Re: [EXTERNAL] Re: [edk2-devel] VariablePolicy: Final Changes Thread 1 - TPL Ordering

[Laszlo Ersek]

Hi Bret,

On 10/22/20 23:54, Bret Barkelew via groups.io wrote:
> We discussed this in our team this week. For the time being, I think the solution we’d be interested in pursuing (since the extra TPLs are a non-starter) would be to divide the EndOfDxe event into two events: EndOfDxeForPeopleWhoWantToAccessAllDrivers and EndOfDxeForPeopleWhoWantToProtectThingsBeforeBdsAndOpRoms. This would clarify the two groups that I mentioned earlier: resource manipulators and resource protectors.
> 
> Is there any appetite for making this change?

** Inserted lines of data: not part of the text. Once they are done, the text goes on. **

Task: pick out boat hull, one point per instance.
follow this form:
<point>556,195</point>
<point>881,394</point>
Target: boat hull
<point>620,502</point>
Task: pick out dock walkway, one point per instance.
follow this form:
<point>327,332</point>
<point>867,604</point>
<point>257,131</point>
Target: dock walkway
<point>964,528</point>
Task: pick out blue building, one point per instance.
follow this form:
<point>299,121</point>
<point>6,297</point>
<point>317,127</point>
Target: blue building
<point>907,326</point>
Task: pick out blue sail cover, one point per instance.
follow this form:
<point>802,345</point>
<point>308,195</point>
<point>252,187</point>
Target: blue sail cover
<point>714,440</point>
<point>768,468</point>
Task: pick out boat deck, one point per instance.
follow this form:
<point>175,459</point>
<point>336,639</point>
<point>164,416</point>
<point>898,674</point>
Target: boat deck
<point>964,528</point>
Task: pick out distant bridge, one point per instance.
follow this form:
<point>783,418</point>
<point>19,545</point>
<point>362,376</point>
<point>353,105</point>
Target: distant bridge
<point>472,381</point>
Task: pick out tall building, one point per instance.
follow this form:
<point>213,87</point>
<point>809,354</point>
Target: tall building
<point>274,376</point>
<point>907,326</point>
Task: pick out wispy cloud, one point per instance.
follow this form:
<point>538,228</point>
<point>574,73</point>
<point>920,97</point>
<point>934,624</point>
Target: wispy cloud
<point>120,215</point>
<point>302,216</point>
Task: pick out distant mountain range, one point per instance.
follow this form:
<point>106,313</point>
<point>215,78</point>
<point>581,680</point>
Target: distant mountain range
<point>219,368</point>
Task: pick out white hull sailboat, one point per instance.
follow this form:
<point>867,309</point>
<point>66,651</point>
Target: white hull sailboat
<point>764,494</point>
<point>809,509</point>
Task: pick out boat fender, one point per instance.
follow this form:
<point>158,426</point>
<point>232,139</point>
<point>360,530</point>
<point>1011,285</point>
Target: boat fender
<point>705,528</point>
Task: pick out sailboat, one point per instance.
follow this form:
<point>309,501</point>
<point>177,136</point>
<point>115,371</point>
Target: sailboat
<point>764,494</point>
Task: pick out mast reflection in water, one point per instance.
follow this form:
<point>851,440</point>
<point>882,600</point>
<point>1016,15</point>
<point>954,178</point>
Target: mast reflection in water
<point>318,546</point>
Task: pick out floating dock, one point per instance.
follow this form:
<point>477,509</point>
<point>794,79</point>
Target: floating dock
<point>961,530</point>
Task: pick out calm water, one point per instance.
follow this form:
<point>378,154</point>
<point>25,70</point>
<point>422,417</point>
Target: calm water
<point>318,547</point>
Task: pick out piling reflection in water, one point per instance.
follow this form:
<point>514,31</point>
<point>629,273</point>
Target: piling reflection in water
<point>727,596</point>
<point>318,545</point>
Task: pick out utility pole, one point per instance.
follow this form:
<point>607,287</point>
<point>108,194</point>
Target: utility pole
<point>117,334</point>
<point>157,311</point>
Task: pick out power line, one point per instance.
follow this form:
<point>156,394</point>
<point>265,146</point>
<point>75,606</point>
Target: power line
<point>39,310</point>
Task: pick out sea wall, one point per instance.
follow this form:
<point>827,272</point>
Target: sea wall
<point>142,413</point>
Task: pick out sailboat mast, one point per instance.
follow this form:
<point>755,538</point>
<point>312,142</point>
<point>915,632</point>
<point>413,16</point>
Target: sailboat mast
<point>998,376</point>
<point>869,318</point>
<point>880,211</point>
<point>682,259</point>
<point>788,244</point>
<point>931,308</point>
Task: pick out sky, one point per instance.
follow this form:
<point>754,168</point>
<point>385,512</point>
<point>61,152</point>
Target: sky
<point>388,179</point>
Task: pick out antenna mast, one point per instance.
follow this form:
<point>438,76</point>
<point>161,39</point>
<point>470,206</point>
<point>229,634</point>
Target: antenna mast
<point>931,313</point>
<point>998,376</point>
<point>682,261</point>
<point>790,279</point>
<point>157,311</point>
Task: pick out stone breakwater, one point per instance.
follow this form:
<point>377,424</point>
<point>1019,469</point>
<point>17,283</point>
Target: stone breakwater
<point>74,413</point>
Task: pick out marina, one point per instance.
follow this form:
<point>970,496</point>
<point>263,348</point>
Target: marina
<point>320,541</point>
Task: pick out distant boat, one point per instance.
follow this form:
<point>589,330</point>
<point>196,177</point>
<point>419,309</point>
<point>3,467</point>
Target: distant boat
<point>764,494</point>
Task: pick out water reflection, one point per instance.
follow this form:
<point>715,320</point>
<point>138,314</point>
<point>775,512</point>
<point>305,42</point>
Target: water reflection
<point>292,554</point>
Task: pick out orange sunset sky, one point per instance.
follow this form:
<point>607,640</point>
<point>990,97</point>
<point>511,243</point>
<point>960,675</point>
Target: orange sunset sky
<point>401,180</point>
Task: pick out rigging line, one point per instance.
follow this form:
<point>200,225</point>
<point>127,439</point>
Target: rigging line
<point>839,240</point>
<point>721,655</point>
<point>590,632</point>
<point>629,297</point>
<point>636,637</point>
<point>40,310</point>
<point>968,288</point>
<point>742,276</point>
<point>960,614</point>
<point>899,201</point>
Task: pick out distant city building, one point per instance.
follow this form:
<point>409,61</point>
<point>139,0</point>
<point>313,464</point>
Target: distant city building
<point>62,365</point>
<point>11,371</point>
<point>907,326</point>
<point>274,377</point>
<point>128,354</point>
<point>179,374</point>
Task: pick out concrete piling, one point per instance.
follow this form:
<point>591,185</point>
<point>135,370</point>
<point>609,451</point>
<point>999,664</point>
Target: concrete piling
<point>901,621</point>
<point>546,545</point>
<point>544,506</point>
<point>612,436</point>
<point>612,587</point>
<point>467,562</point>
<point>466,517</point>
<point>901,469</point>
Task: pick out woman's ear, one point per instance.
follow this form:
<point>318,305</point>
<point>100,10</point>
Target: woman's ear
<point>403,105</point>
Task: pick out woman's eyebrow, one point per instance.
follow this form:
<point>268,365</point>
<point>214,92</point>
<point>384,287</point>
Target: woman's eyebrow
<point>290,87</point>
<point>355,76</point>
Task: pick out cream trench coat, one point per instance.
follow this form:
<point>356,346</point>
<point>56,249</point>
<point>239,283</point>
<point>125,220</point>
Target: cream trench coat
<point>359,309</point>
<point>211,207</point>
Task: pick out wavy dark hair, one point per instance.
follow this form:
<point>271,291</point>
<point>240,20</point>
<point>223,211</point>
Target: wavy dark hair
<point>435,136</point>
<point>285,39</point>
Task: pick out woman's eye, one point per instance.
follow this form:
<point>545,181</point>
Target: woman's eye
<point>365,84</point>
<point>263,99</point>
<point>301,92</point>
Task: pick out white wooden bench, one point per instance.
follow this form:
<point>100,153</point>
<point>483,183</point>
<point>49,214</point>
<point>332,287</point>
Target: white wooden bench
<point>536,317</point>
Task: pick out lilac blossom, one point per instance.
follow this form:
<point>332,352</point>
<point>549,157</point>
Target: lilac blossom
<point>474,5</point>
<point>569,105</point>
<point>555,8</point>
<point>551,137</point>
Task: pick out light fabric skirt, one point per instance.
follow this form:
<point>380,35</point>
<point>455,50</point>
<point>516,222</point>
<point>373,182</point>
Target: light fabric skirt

If so, I can write up a patch for it and submit it as part of this series (or separately). If not, I think I’ll drop this entire discussion and stick with the status quo – leaving the general solution for another day.

If I understand correctly, dropping the whole topic is not helpful for
your purposes. Albeit dormant, the bug is present in edk2. It gets
tickled by your VariablePolicy work -- so in the end, the problem is
*blocking* your work. We should find some solution for it.

I think there is precedent for notifying the two groups of agents that
you identify ("resource manipulators" and "resource protectors").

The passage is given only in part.